Diesmal bei den Fragestellungen noch breiter und in der Analyse noch tiefergehend ist diese ASTAT-Publikation ein Muss für jeden, der sich mit Sprachenpolitik in unserem Land auseinandersetzt (www.provinz.bz.it/astat).
Die Zwei- und Mehrsprachigkeit ist hierzulande traditionell eines der spannendsten Themen. Der Sprachbarometer musste zunächst entscheiden, was eine Muttersprache ist. Ist es die Erstsprache, die Selbstzuordnung oder die tatsächliche Sprachkompetenz? Die Befragten konnten das selbst entscheiden, konnten demnach auch zwei oder drei Sprachen nennen. Das ASTAT-Wissenschaftlerteam (Haller, Gosetti, Lombardo, Siller) verweist aber auch auf die wissenschaftlich präzisere Lösung, die Kanada bei seiner Volkszählung anwendet. Eine Person hat demzufolge zwei Muttersprachen, wenn die beiden Sprachen gleich häufig verwendet werden und wenn die Person sie immer noch beherrscht. Es wird manche überraschen, dass nur 5,3% der Südtiroler zwei Erstsprachen angeben. Der Anteil der Personen mit zwei Erstsprachen ist unter „Italienern“ und „Deutschen“ mit 4,6% gleich hoch.

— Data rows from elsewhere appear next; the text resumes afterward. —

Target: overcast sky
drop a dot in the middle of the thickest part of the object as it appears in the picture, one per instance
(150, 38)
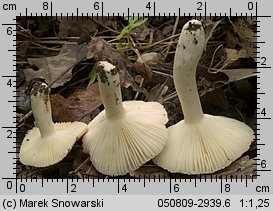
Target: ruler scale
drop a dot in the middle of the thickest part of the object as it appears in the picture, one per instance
(192, 192)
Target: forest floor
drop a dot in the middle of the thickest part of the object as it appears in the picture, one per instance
(63, 53)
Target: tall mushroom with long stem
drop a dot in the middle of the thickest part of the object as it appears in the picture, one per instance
(200, 143)
(48, 142)
(126, 134)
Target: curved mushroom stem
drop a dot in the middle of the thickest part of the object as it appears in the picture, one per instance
(40, 103)
(188, 53)
(109, 86)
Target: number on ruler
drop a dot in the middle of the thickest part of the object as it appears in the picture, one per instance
(9, 30)
(176, 188)
(227, 188)
(9, 133)
(263, 60)
(9, 83)
(199, 5)
(45, 5)
(250, 5)
(73, 188)
(148, 6)
(263, 164)
(96, 5)
(124, 188)
(263, 112)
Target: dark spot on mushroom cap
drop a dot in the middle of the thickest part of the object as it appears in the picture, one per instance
(102, 74)
(195, 41)
(113, 71)
(39, 87)
(193, 27)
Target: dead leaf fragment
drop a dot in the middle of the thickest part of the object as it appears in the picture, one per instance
(57, 70)
(74, 28)
(246, 36)
(100, 50)
(77, 107)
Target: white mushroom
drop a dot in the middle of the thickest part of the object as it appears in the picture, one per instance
(200, 143)
(126, 134)
(48, 143)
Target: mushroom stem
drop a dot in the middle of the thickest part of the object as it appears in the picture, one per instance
(109, 86)
(188, 52)
(40, 103)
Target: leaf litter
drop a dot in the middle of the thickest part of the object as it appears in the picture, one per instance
(225, 76)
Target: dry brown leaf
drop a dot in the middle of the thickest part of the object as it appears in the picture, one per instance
(56, 70)
(77, 107)
(151, 171)
(100, 50)
(246, 36)
(74, 28)
(209, 26)
(157, 92)
(239, 74)
(241, 167)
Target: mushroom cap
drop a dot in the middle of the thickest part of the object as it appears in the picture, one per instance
(121, 144)
(40, 152)
(204, 147)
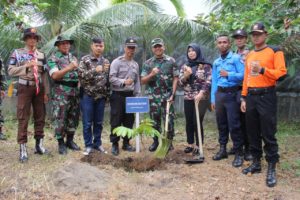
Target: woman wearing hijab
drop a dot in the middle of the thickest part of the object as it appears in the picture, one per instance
(195, 78)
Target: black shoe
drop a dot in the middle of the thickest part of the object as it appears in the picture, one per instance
(238, 159)
(127, 147)
(39, 147)
(271, 175)
(2, 136)
(153, 146)
(221, 154)
(247, 155)
(231, 151)
(188, 149)
(71, 144)
(62, 149)
(23, 153)
(115, 149)
(255, 167)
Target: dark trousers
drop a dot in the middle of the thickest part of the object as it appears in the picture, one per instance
(118, 115)
(261, 125)
(92, 120)
(191, 121)
(228, 119)
(26, 99)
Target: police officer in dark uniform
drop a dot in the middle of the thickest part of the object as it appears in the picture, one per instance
(240, 37)
(125, 82)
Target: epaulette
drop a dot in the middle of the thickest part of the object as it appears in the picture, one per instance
(275, 48)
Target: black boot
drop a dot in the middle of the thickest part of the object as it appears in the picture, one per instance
(221, 153)
(23, 153)
(127, 146)
(115, 149)
(238, 158)
(39, 147)
(154, 145)
(71, 144)
(62, 149)
(271, 175)
(231, 151)
(247, 154)
(255, 167)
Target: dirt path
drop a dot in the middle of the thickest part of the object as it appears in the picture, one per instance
(103, 177)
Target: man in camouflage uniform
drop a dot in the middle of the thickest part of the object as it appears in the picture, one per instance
(28, 64)
(93, 74)
(65, 93)
(125, 82)
(2, 91)
(160, 74)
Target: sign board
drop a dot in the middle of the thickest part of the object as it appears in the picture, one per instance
(137, 104)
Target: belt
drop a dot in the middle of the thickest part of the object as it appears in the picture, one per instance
(26, 82)
(124, 93)
(229, 89)
(259, 91)
(73, 84)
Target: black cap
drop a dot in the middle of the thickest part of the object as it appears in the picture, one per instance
(258, 28)
(97, 40)
(239, 32)
(31, 32)
(130, 42)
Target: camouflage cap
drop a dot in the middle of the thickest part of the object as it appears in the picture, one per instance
(131, 42)
(62, 38)
(156, 41)
(31, 32)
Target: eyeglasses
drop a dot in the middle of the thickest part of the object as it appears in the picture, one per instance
(130, 47)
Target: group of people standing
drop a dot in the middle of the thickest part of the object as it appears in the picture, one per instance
(239, 86)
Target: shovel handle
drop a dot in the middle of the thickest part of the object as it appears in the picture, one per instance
(167, 117)
(199, 129)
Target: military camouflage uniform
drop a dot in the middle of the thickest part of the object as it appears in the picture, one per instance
(94, 92)
(159, 89)
(65, 96)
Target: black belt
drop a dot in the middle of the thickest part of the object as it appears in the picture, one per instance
(124, 93)
(67, 83)
(259, 91)
(229, 89)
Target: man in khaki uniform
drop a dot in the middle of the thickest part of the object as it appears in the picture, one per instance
(28, 64)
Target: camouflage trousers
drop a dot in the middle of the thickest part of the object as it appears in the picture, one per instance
(158, 111)
(66, 115)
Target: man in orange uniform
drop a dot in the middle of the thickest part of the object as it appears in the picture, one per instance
(263, 67)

Auch die Art der Zweisprachigkeit bei Erstsprachen (Familiensprachen) streut seit Beginn der neuen Migration immer stärker. Die klassische Kombination Deutsch-Italienisch bildet 3,8% (15.900 Personen) bei insgesamt 5,6% auf die Grundgesamtheit. Fast 1% machen die Familien mit der Kombination „Italienisch-andere Sprache“ aus. Naturgemäß gibt es mehr Personen mit zwei Erstsprachen in den Gemeinden mit einem beträchtlichen Italieneranteil.
Aufschlussreich auch die Ergebnisse des Sprachbarometers auf die Frage, welcher Sprachgruppe sich die Südtiroler, die zwei Erstsprachen haben, zugehörig fühlen. Es hat den Anschein, dass sich diese Personen quantitativ so aufteilen, wie die Sprachgruppen insgesamt, etwa bei der offiziellen Zugehörigkeitserklärung. Nur 2.000 Personen (12,5% dieser Gruppe) fühlen sich keiner der drei Gruppen zugehörig.
Beim Thema Beherrschung der Zweitsprache ist es kein Novum, dass fast alle Deutschsprachigen in gewissem Maß Italienisch sprechen. Aber ganz positiv hervorzuheben ist: 2014 sprechen zwei von drei Italienern in Südtirol Deutsch. 10 Jahre früher (Sprachbarometer 2004) waren es erst 47,7% gewesen. Ein Kompliment der italienischen Sprachgruppe und auch ein Erfolg der Autonomie: es gibt nicht viele Minderheitenregionen, in welchen die Angehörigen des Staatsvolks die Minderheitensprache vor Ort in diesem Ausmaß lernen. Dass es beim Deutsch-Unterricht noch viel zu tun gibt, führt das ASTAT an anderer Stelle im Detail aus.
Etwas besorgniserregend dagegen die „Zweitsprachverteilung“ bei den Zuwanderern. Zwei von drei Ausländern leben zwar in den vom ASTAT so genannten zweisprachigen Gemeinden, aber insgesamt sprechen 62% der Ausländer – neben ihren Muttersprachen – Italienisch, nur 24,6% Deutsch. Für die Integrationschancen in einem eher deutschsprachigen Umfeld hat diese Einstellung zu den lokalen Sprachen schon eine Bedeutung.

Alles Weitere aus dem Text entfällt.